China wants all of its neighbors, near and far, to join the initiative, but it’s not clear just what that means in practice.


In 2014, Germany went one step further, agreeing an “all-round strategic partnership” with China, whatever that means. One of its declared goals is for Germany to work toward upgrading the relationship between China and the European Union from the merely comprehensive strategic partnership (declared in 2003) to an all-round strategic partnership. After that, they might be able to shoot for an all-weather strategic partnership. Like the Belt and Road Initiative, which the Australian state of Victoria has joined (in defiance of its own national government), these are all fairly empty distinctions.

Unlike far-flung Germany and Australia, Pakistan is nominally considered a crucial transit country linking the initiative’s overland Belt with its maritime Road. The key bit of infrastructure bridging the two is the 800-mile Karakoram Highway over the Khunjerab Pass, which connects western China’s remote Xinjiang province to mountainous northern Pakistan and, ultimately, the Chinese-owned Gwadar Port on the Arabian Sea.
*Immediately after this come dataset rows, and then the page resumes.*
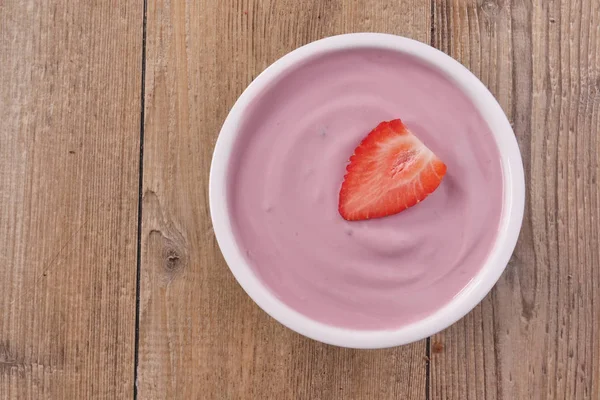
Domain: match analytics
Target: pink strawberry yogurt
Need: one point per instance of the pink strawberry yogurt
(289, 163)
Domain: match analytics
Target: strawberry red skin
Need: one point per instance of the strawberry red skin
(390, 171)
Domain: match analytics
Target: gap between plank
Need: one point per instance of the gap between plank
(140, 198)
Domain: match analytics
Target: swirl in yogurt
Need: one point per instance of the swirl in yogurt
(289, 163)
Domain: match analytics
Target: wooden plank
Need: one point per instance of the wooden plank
(69, 154)
(537, 335)
(200, 334)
Brought under Chinese control in 2013, Gwadar was later subsumed into the Belt and Road master plan and now features prominently on most of the initiative’s maps. When China took control, Gwadar had three docking berths, no highway link, and no rail links, although plans were announced for the construction of 150 additional berths. Six years later, Gwadar still has three docking berths, no highway link, and no rail links. And it is not exceptional. China’s Asian Infrastructure Investment Bank, launched with great fanfare in 2016 to address the continent’s “daunting infrastructure needs,” actually disbursed less than $1 billion in its first three years of operation.
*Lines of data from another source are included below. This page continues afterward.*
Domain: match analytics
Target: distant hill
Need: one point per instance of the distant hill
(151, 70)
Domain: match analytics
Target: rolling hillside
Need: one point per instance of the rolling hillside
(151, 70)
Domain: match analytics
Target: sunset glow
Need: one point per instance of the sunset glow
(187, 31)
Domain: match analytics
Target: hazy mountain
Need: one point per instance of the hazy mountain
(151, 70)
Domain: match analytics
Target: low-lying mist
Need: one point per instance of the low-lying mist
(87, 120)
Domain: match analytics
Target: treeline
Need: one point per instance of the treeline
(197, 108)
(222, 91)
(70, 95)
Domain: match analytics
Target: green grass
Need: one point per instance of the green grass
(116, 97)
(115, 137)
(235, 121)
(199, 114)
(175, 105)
That tells you just about everything you need to know about the Belt and Road Initiative: It’s still little more than a public relations ploy, consisting mainly of the repackaging of previously announced projects, many of them on hold or years behind schedule. In that, it resembles nothing so much as the United States’ own all-but-forgotten New Silk Road initiative, announced in 2011 and briefly resurrected by the Trump administration in 2017. The fact is that trade and investment flow where the money is, and the money hasn’t been in Central Asia for 500 years. No amount of press coverage is going to change that.